Schoolchildren waving the Sabah flag in a national day parade. Source: Shutterstock.

Why data sharing is key to a digital future in Malaysia

When it comes to going digital, Malaysia is making good progress, and not trailing too far behind other APAC countries.

According to a 2019 IMD report, Malaysia is ranked 26th in digital competitiveness worldwide — an accolade that’s a credit to the country’s growing and tech-driven economy.

This is a well-earned achievement, as the government has been hard at work in pushing digital initiatives forward, which is apparent from its National Budget 2020.

As an example, the government is offering up to US$1195 in grants to encourage SMEs to subscribe to digital solutions such as Enterprise Resource Planning (ERP) and Electronic Point of Sale (e-POS). There is also an amount of approximately US$12 million that is set aside for the development of the country’s 5G ecosystem.

While competition is key to boosting Malaysia’s continued transition into Industry 4.0 — the era of connectivity, smart cities, and wholesale AI adoption — there is also a lot to be gained by sharing expertise (and data) with other parties to drive this future closer.

With that in mind, the Malaysian state of Sabah has announced plans to develop a digital platform for facilitating data sharing as a part of its ‘Digitization towards the era of a Smart Digital Government’ initiative.

The plan, said the State Secretary Datuk Safar Untong, was for the data-sharing platform to be up and running over a five-year period, until 2024. Ultimately, the goal of the project is to connect the government to “governmental sectors, private sector businesses, and the people.”
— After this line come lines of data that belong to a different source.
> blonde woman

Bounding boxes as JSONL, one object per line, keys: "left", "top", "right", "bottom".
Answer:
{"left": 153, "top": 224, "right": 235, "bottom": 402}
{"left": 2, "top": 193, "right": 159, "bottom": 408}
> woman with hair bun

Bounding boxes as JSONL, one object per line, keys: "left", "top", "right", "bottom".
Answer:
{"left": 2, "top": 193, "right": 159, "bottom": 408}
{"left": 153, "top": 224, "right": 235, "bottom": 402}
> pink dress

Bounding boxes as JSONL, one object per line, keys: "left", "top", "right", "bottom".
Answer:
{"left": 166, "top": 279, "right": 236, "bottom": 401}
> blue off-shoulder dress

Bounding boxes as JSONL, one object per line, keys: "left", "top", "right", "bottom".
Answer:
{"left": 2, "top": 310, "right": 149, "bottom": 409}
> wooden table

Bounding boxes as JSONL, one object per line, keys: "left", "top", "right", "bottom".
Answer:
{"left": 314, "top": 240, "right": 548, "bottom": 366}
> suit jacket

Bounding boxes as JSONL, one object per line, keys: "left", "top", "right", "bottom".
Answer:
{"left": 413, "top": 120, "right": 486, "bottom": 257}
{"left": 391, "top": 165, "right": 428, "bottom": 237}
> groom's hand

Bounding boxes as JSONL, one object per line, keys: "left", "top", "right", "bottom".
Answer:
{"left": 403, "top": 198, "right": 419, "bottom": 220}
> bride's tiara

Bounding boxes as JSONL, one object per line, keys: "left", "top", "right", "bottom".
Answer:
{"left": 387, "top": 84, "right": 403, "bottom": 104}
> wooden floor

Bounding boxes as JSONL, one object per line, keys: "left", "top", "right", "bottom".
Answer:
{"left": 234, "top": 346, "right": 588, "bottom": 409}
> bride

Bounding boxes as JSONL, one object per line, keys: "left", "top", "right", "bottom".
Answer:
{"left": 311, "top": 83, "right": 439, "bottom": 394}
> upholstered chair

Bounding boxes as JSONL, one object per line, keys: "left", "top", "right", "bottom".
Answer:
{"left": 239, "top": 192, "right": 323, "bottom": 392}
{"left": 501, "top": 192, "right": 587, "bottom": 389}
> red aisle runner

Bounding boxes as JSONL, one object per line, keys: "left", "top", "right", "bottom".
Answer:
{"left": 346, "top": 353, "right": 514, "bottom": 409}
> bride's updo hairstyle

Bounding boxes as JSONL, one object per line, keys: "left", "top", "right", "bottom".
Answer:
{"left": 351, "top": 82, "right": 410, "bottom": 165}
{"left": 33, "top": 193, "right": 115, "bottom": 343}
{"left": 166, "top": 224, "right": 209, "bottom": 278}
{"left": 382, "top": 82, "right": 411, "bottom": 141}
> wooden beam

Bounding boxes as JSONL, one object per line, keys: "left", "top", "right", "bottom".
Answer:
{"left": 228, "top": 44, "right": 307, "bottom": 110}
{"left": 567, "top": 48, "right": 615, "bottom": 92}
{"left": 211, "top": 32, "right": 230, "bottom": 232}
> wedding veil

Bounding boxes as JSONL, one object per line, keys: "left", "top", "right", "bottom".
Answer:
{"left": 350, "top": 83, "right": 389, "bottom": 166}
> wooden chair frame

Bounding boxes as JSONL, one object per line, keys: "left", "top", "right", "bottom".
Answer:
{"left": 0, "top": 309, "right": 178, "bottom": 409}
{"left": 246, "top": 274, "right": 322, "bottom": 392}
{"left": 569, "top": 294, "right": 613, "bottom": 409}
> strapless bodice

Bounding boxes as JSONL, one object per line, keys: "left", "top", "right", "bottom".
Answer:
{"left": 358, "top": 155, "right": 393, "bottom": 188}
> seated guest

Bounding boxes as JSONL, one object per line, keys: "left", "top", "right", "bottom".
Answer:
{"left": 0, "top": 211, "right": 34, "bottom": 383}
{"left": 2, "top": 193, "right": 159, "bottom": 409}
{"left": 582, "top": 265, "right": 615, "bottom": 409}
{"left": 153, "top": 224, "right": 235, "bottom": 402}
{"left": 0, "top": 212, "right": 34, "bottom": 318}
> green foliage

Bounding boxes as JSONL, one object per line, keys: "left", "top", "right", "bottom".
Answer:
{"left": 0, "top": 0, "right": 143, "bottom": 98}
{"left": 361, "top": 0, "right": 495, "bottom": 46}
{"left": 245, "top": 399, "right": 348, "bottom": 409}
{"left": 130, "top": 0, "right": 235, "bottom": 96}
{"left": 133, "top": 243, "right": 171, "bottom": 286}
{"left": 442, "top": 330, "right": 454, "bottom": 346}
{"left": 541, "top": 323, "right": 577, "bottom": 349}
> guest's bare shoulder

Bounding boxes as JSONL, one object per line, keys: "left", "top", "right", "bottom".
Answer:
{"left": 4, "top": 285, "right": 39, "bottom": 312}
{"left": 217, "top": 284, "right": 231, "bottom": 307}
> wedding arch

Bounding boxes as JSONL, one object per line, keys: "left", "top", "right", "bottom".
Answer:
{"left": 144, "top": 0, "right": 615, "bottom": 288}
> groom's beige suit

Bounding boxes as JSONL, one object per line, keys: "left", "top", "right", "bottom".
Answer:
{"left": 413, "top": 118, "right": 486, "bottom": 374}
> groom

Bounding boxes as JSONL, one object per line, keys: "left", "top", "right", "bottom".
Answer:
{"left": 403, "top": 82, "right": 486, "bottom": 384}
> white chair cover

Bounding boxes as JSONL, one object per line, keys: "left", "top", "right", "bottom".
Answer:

This initiative will be rolled out stepwise, said Untong: “From now till 2021, there will be an allocation of one to six months for what we call the ‘digital automation’ phase, after which this will be followed by the ‘digital transformation’ phase, where core business processes are gradually digitized. Finally, we will push for digital innovation.”

The Sabah government has already established the Government Digitization Division to oversee digitization efforts. This, he said, is in tandem with the government’s commitment to improving the efficiency and delivery of services to the people via digitization.

Further, Untong expressed confidence in the government’s digitization approach, and asked that all civil servants be ready to dive into the digital world, and “discover its benefits now, and in times to come.”

It is safe to say that developing digital platforms for data sharing and analysis is a good step forward in going digital. Malaysia’s neighboring country, Singapore, has done exceptionally well in this — in the same IMD report, it was ranked 2nd in digital competitiveness — and most, if not all, of its governing bodies have their own data system that leverages technology enhance to core processes.

Singapore’s Accountant-General’s Department (AGD), for instance, uses RPA and AI to increase the accuracy of audits. Their data goes beyond just predicting fraudulent claims — it can even identify overworked employees just through submitted taxi claims.

There is always room for improvement when it comes to implementing digital solutions. Often, the way forward is to look outwards. Progress can and will be expedited when governments and organizations learn from one another.